I glanced at Kiggs; his eyes had not glazed over yet, but I grew suddenly self-conscious about how long I’d been talking. “I’m sure I’m forgetting things, but there are things about myself I can’t even fathom yet.”

“ ‘The world inside myself is vaster and richer than this paltry plane, peopled with mere galaxies and gods,’ ” he quoted. “I’m beginning to understand why you like Necans.”

I met his gaze, and there was warmth and sympathy in his eyes. I was forgiven. No, better: understood. The wind rushed between us, blowing his hair about. Finally I managed to stammer, “There is one more … one true thing I want you to know, and I … I love you.”

He looked at me intently but did not speak.

“I’m so sorry,” I said, despairing. “Everything I do is wrong. You’re in mourning; Glisselda needs you; you only just learned I’m half monster—”

“No part of you is monster,” he said vehemently.

It took me a moment to find my voice again. “I wanted you to know. I wanted to go on from here with a clean conscience, knowing that I told you the truth at the last. I hope that may be worth something in your eyes.”

He looked up at the reddening sky and said with a self-deprecating laugh, “You put me to shame, Seraphina. Your bravery always has.”
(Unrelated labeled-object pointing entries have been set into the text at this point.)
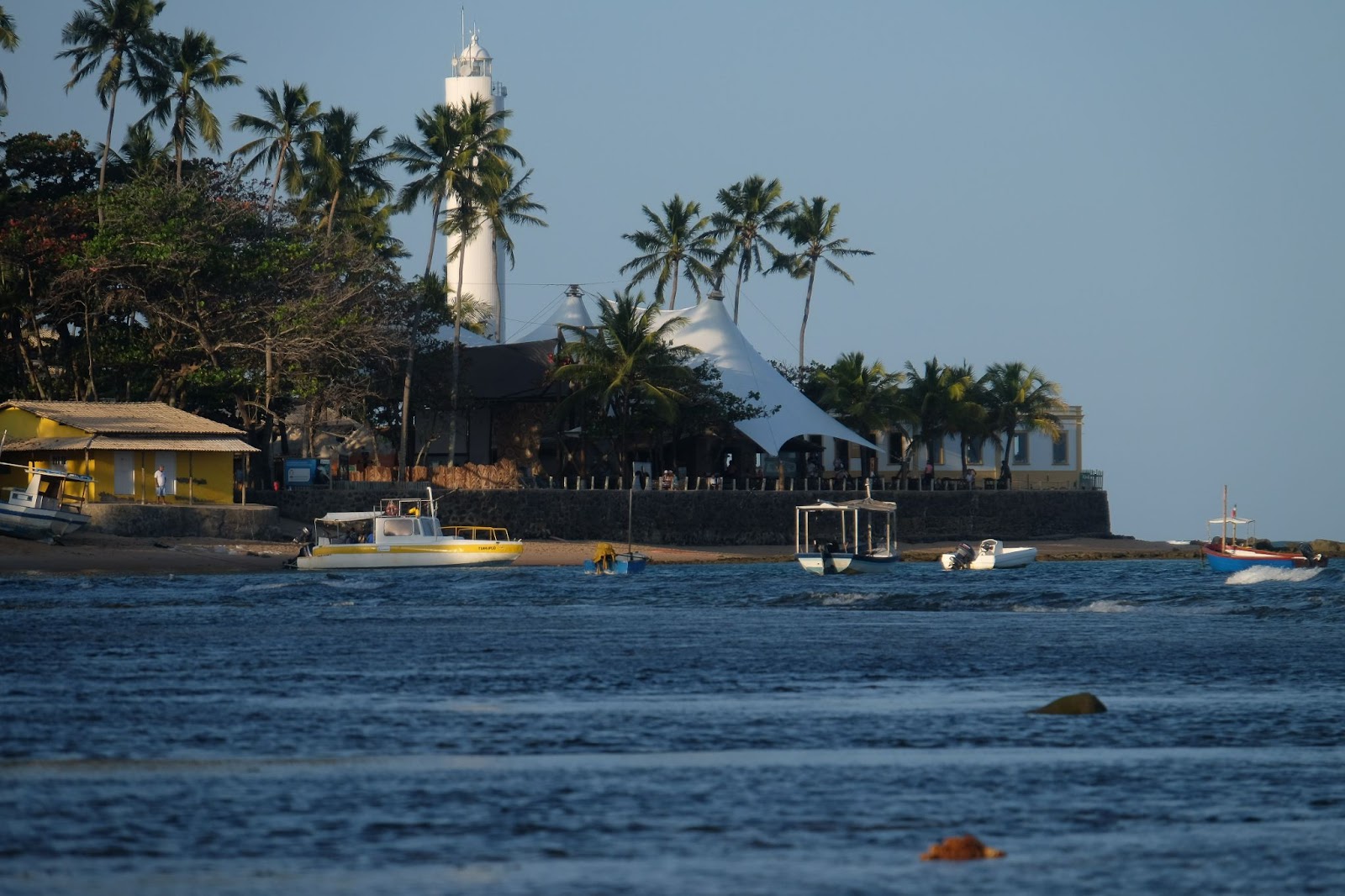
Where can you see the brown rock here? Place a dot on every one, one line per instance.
(1082, 704)
(959, 849)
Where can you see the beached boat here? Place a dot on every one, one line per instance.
(607, 561)
(847, 537)
(990, 555)
(403, 533)
(1230, 552)
(50, 506)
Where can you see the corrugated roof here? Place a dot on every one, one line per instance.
(124, 417)
(128, 443)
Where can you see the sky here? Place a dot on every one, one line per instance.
(1143, 199)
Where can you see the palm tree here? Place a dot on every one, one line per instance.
(864, 397)
(450, 139)
(342, 161)
(748, 212)
(679, 237)
(289, 118)
(8, 40)
(1020, 396)
(968, 417)
(811, 228)
(175, 84)
(121, 30)
(140, 154)
(625, 366)
(931, 397)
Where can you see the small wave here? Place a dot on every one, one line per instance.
(845, 600)
(268, 586)
(1258, 575)
(1109, 607)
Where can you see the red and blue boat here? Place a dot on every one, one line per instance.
(1232, 553)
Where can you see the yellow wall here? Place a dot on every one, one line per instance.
(213, 472)
(215, 468)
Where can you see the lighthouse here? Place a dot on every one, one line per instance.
(483, 264)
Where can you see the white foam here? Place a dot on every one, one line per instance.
(1257, 575)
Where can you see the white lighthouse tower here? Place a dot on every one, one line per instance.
(483, 266)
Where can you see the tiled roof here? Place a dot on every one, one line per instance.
(131, 443)
(124, 417)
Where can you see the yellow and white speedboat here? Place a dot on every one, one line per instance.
(403, 532)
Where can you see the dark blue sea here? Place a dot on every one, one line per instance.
(717, 730)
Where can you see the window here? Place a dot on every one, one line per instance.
(896, 447)
(1060, 448)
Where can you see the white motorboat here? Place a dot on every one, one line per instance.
(49, 508)
(992, 555)
(847, 537)
(403, 533)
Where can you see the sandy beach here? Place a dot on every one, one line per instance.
(91, 553)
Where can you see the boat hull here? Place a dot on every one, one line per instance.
(1001, 559)
(409, 556)
(834, 562)
(1239, 559)
(35, 522)
(622, 566)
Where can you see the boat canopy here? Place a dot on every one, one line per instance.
(351, 515)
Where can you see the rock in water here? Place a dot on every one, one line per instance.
(959, 849)
(1082, 704)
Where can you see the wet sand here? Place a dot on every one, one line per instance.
(89, 553)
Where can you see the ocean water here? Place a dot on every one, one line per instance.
(697, 730)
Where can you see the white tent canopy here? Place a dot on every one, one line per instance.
(571, 311)
(712, 329)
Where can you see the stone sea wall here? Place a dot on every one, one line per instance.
(726, 517)
(235, 522)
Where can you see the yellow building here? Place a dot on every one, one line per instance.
(121, 444)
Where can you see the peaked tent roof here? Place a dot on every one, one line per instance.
(712, 329)
(572, 311)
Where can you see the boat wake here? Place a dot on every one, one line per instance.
(1257, 575)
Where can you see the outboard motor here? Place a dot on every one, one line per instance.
(1313, 560)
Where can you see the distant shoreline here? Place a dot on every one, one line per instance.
(98, 555)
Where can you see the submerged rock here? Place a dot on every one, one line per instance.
(1082, 704)
(959, 849)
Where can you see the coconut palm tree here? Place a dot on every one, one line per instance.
(8, 40)
(750, 210)
(625, 367)
(931, 396)
(140, 154)
(811, 228)
(342, 161)
(289, 118)
(864, 397)
(1019, 396)
(968, 417)
(123, 31)
(678, 244)
(450, 138)
(175, 87)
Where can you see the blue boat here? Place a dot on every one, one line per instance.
(609, 562)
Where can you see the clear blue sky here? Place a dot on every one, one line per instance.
(1143, 199)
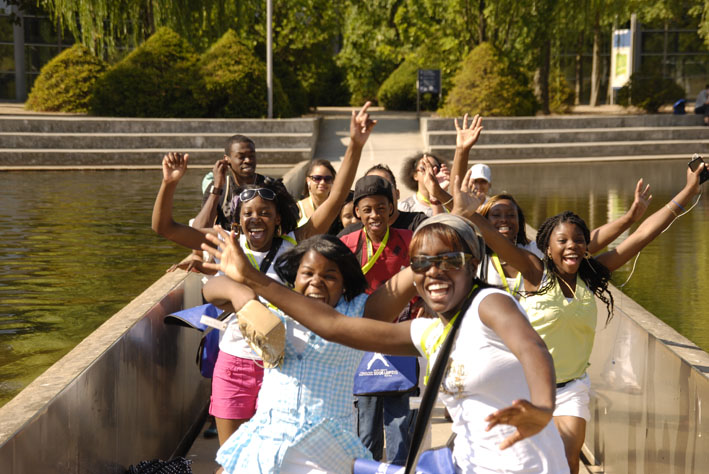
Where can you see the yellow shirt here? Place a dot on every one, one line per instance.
(567, 327)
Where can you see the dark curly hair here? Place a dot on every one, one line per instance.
(333, 249)
(408, 169)
(593, 273)
(285, 204)
(484, 210)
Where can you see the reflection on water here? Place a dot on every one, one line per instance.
(77, 246)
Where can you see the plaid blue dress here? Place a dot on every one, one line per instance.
(306, 404)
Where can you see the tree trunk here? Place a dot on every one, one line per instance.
(578, 87)
(596, 64)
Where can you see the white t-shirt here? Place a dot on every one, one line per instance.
(232, 342)
(483, 376)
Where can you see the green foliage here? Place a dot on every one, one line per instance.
(561, 95)
(233, 82)
(154, 80)
(65, 83)
(649, 92)
(398, 92)
(488, 84)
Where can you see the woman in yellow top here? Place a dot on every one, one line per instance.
(318, 183)
(560, 299)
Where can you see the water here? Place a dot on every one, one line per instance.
(76, 247)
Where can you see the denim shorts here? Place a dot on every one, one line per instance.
(235, 386)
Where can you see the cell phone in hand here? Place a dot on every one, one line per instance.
(696, 161)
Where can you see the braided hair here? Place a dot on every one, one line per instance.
(593, 273)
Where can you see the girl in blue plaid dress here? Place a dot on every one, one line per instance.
(305, 418)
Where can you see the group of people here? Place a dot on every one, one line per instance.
(353, 271)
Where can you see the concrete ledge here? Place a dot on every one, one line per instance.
(128, 392)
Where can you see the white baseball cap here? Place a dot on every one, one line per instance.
(480, 170)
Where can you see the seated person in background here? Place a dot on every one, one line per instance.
(701, 106)
(413, 174)
(318, 182)
(482, 178)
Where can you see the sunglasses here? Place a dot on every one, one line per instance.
(444, 261)
(318, 177)
(265, 193)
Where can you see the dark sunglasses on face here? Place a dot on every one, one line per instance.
(444, 261)
(265, 193)
(318, 177)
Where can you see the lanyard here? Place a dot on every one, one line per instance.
(371, 260)
(428, 352)
(498, 267)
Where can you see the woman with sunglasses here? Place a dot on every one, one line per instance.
(318, 183)
(267, 217)
(304, 421)
(499, 386)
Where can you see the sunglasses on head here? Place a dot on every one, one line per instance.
(318, 177)
(265, 193)
(444, 261)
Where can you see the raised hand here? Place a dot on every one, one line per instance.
(529, 420)
(468, 135)
(361, 125)
(641, 201)
(465, 200)
(232, 261)
(174, 166)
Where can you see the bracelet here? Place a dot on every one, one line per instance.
(679, 205)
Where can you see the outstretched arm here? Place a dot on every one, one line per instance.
(501, 314)
(321, 220)
(174, 166)
(653, 225)
(465, 204)
(607, 233)
(316, 315)
(208, 214)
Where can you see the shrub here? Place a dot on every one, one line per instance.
(488, 84)
(561, 96)
(649, 91)
(398, 92)
(155, 80)
(233, 82)
(65, 83)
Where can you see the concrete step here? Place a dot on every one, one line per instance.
(572, 135)
(143, 156)
(482, 153)
(174, 141)
(83, 124)
(570, 121)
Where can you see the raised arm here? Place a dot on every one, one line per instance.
(607, 233)
(653, 225)
(360, 333)
(174, 166)
(466, 203)
(208, 214)
(360, 127)
(501, 314)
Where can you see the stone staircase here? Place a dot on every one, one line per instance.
(575, 138)
(78, 141)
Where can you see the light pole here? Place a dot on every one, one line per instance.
(269, 58)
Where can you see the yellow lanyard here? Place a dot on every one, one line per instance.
(498, 267)
(371, 260)
(428, 352)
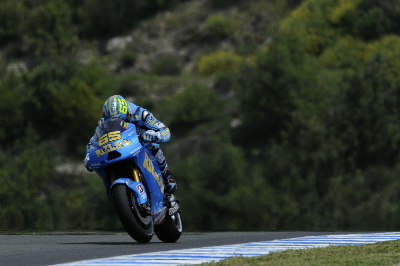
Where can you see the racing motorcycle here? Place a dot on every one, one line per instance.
(134, 183)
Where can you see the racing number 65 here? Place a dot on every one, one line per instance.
(115, 135)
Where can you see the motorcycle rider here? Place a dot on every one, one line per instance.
(150, 131)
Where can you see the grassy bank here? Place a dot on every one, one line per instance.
(385, 253)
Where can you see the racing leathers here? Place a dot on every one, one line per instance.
(152, 132)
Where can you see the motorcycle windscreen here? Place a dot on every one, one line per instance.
(108, 126)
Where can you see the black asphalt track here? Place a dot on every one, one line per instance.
(62, 247)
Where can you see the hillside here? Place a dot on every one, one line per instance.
(284, 115)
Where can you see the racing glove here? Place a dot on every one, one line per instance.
(86, 163)
(150, 136)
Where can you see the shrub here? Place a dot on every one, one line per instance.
(128, 58)
(12, 15)
(167, 65)
(219, 26)
(219, 61)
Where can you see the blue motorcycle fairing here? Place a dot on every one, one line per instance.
(136, 187)
(123, 143)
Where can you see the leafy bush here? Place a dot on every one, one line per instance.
(128, 58)
(67, 100)
(219, 61)
(167, 64)
(219, 26)
(12, 20)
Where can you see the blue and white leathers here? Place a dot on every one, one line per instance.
(144, 120)
(118, 142)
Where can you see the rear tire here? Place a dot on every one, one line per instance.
(170, 231)
(136, 223)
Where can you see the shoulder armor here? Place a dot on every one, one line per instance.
(145, 114)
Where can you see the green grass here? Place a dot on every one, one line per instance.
(385, 253)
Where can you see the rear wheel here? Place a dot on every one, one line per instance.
(170, 231)
(135, 221)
“It’s not bravery; it’s bullheaded bumbling.”

He shook his head, staring off into the middle distance. “I know courage when I see it, and when I lack it.”

“You’re too hard on yourself.”

“I’m a bastard; it’s what we do,” he said, smiling bitterly. “You, of all people, understand the burden of having to prove that you are good enough to exist, that you are worth all the grief your mother caused everyone. Bastard equals monster in our hearts’ respective lexicons; that’s why you always had such insight into it.”

He rubbed his hands together against the cold. “Are you willing to hear another self-pitying ‘I was a sad, sad bastard child’ story?”

“I’m happy to hear it; I’ve probably lived it.”

“Not this story,” he said, picking at a patch of lichen on the balustrade. “When my parents drowned and I first came here, I was angry. I did play the bastard, behaving as badly as such a young boy could contrive to behave. I lied, stole, picked fights with the page boys, embarrassed my grandmother every chance I got. I kept this up for years until she sent for Uncle Rufus—”

“Rest he on Heaven’s hearthstone,” we said together, and Kiggs smiled ruefully.

“She brought him all the way back from Samsam, thinking he’d have a firm enough hand to keep me in line. He did, although it was months before I would submit. There was an emptiness in me I did not understand. He saw it, and he named it for me. ‘You’re like your uncle, lad,’ he said. ‘The world is not enough for us without real work to do. The Saints mean to put you to some purpose. Pray, walk with an open heart, and you will hear the call. You will see your task shining before you, like a star.’